Wuppertal: Stadt beteiligt sich wieder am "Stadtradeln". Ein Radfahrer in Wuppertal: Die Stadt beteiligt sich zum dritten Mal an der bundesweiten Aktion "Stadtradeln". (Quelle: dpa/Oliver Berg/Archiv)

Ein Radfahrer in Wuppertal: Die Stadt beteiligt sich zum dritten Mal an der bundesweiten Aktion "Stadtradeln". (Quelle: Oliver Berg/Archiv/dpa)

Das Auto stehenlassen und dafür so viele Alltagswege wie möglich mit dem Rad zurücklegen: Das ist das Ziel des bundesweiten Wettbewerbs "Stadtradeln". Auch Wuppertal ist wieder mit dabei.

An der bundesweiten Aktion "Stadtradeln" beteiligt sich in diesem Jahr erneut die Stadt Wuppertal. Bei dem 21-tägigen Wettbewerb geht es darum, so viele Kilometer mit dem Fahrrad zurückzulegen wie möglich. Die diesjährige Aktion läuft vom 17. September bis zum 7. Oktober. 

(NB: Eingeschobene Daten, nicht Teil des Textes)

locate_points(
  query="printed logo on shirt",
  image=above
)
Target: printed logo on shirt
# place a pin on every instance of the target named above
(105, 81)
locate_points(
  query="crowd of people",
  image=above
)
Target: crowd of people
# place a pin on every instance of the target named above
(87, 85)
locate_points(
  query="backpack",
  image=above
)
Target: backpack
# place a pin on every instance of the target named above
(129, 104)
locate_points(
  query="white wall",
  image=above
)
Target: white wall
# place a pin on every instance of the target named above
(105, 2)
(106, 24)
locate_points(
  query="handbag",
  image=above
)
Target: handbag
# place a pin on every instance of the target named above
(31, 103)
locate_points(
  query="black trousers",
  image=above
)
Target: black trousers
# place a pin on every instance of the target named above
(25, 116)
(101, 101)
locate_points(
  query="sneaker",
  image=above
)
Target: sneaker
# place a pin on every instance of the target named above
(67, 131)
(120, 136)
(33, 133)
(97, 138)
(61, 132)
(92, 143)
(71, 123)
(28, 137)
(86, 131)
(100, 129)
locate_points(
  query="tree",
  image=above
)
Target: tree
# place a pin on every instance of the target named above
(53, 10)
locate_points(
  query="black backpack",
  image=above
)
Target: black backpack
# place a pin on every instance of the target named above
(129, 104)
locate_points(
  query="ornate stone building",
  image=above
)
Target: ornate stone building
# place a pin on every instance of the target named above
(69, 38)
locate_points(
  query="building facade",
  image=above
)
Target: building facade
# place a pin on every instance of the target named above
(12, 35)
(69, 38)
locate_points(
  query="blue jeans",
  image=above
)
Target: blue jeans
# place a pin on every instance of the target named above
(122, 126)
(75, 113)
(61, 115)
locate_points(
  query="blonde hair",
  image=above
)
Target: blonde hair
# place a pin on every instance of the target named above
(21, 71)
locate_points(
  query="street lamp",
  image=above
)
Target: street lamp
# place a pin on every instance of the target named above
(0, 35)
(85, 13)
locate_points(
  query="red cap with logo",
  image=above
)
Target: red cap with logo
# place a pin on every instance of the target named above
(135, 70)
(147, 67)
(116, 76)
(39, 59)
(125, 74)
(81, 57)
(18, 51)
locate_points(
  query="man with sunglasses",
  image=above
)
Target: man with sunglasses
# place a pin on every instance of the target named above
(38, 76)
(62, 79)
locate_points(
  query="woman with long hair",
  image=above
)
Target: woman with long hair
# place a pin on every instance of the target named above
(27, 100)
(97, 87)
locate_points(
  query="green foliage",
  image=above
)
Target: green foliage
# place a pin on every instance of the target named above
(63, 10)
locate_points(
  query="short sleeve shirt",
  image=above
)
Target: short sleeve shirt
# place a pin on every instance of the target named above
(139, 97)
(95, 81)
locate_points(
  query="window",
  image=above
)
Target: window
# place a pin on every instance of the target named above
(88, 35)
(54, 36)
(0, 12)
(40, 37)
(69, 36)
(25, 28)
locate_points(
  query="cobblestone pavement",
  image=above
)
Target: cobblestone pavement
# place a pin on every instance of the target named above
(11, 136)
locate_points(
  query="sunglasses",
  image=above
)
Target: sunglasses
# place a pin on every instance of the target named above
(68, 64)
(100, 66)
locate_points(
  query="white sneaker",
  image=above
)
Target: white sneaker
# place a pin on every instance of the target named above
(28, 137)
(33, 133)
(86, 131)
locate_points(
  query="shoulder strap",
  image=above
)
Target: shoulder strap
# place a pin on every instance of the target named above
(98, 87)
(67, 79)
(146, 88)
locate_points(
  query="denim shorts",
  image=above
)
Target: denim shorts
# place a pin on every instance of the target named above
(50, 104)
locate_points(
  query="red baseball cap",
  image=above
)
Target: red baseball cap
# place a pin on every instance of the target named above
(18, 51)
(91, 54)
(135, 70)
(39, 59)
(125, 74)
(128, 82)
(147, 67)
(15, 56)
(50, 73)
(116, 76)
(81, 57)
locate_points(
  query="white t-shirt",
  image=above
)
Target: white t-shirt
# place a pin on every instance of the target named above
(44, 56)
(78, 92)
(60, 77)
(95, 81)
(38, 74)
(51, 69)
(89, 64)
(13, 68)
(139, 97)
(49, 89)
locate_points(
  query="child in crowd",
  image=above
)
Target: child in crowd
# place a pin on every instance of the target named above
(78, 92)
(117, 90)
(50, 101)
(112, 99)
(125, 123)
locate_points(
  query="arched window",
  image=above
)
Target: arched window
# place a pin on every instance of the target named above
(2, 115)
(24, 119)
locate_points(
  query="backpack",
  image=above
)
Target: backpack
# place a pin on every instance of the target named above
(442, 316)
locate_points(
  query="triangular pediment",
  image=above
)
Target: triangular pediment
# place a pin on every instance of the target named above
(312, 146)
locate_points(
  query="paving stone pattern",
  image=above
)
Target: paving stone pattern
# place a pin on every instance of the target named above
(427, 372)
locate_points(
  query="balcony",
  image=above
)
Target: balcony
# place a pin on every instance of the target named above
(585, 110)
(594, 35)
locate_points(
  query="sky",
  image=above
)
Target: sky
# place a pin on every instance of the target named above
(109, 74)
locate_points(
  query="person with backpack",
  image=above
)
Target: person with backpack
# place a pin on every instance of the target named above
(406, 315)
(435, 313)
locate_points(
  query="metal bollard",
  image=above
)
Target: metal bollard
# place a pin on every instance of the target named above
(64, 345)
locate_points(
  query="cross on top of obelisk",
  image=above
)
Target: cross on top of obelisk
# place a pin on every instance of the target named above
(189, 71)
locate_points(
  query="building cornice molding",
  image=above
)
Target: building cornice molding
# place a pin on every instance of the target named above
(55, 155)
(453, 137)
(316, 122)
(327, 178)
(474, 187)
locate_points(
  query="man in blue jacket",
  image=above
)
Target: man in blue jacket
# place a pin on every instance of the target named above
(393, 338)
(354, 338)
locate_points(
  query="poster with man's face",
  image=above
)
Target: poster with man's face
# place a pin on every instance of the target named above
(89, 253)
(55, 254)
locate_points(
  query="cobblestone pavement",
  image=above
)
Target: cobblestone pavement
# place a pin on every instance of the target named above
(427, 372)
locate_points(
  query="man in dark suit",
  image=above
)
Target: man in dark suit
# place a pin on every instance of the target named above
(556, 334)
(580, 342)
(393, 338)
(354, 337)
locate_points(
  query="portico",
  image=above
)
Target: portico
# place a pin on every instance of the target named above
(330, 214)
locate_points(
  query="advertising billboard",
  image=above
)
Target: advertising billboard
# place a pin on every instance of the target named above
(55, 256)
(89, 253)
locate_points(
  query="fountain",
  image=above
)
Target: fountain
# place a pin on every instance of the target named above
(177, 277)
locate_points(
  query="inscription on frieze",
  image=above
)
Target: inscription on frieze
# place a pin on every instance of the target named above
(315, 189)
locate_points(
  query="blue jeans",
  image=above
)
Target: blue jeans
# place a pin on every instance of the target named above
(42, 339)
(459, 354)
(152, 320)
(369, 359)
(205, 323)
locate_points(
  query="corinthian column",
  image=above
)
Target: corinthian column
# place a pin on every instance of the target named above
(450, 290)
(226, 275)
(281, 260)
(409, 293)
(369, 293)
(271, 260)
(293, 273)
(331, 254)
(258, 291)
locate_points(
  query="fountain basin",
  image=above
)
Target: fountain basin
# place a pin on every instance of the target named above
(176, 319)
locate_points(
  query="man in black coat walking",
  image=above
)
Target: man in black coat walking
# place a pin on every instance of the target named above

"Alle, die in der Stadt Wuppertal wohnen, arbeiten, einem Verein angehören oder eine (Hoch)-schule besuchen, können beim Stadtradeln mitmachen", heißt es auf der Internetseite der Veranstalter. In Wuppertal haben sich bereits 19 Radfahrer in acht Teams registriert (Stand Montagmittag). Zum dritten Mal in Folge beteiligt sich die Stadt an dem Wettbewerb. 

OB Mucke: "Das Fahrrad gehört schon lange zu meinem Alltag"

Auch Wuppertals Oberbürgermeister Andreas Mucke will in diesem Jahr wieder mitmachen. "Der Radverkehr ist ein unverzichtbarer Bestandteil einer klimagerechten Stadtpolitik und das Fahrrad gehört schon lange zu meinem Alltag", zitiert die "Westdeutsche Zeitung" Mucke. 

Auf größere Events will die Stadt angesichts der unklaren Corona-Situation verzichten. Es soll deshalb keine Auftaktveranstaltung, organisierte gemeinsame Radtouren oder ein Abschlussfest geben, berichtet die "Wuppertaler Rundschau". 

Im vergangenen Jahr nahmen laut Veranstalter mehr als 67.700 Radfahrer aus 1.170 Kommunen teil. Insgesamt legten sie mehr als 10.520.500 Kilometer zurück und konnten somit fast 1.550 Tonnen CO2 einsparen.